La estación de autobuses circunstancial de Alcañiz está dividida en tres grandes espacios. En el primero, con techumbre, eso sí, pero abierto a todos los vientos, hay cuatro bancos de parque para que el viajero haga sentado la espera. Pero mejor moverse porque allí, sedente, cualquiera puede coger una pulmonía antes de que lleguen la primavera y el verano, época esta última en el que el cobertizo se convierte en un horno. Los otros dos espacios están cerrados la mayor parte del día. Uno de ellos es enorme, está sucio, vacío y sin asiento alguno. Es un gigantesco paso desértico hasta el tercer espacio donde están el despacho de billetes y los servicios. Del estado en que se encuentran estos últimos, los retretes, tampoco me quiero ocupar demasiado porque mis quejas servirán para poco y no quiero herir la sensibilidad del lector.

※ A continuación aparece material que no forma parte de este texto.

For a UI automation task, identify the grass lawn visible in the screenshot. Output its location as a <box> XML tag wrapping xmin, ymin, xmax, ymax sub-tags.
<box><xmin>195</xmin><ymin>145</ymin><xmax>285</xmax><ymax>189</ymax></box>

Ya fui suficientemente explícito al describir la situación de los servicios de la cerrada Barajas y aquello me valió una querella, la única que contra mis escritos periodísticos soporté en más de 30 años de actividad profesional.

 

Pero no puedo concluir sin denunciar la nula sensibilidad social que este asunto merece por parte de quienes nos gobiernan. Hace unos días viajé de Alcañiz a Zaragoza con HIFE. El autobús iba lleno de un pasaje totalmente intergeneracional: estudiantes y jubilados de ambos sexos. Un sector de la población que, a la vista está, no merece atención alguna. El cobertizo del apeadero estuvo mucho tiempo repleto de personas que no podían pasar a la zona interior ni para ir al excusado. Porque todo, claro está, permanecía bien custodiado bajo llave. ¡Como todos tenemos coche y solo somos cuatro gatos, para qué queremos mejores carreteras, trenes, autobuses o estaciones en las mínimas condiciones?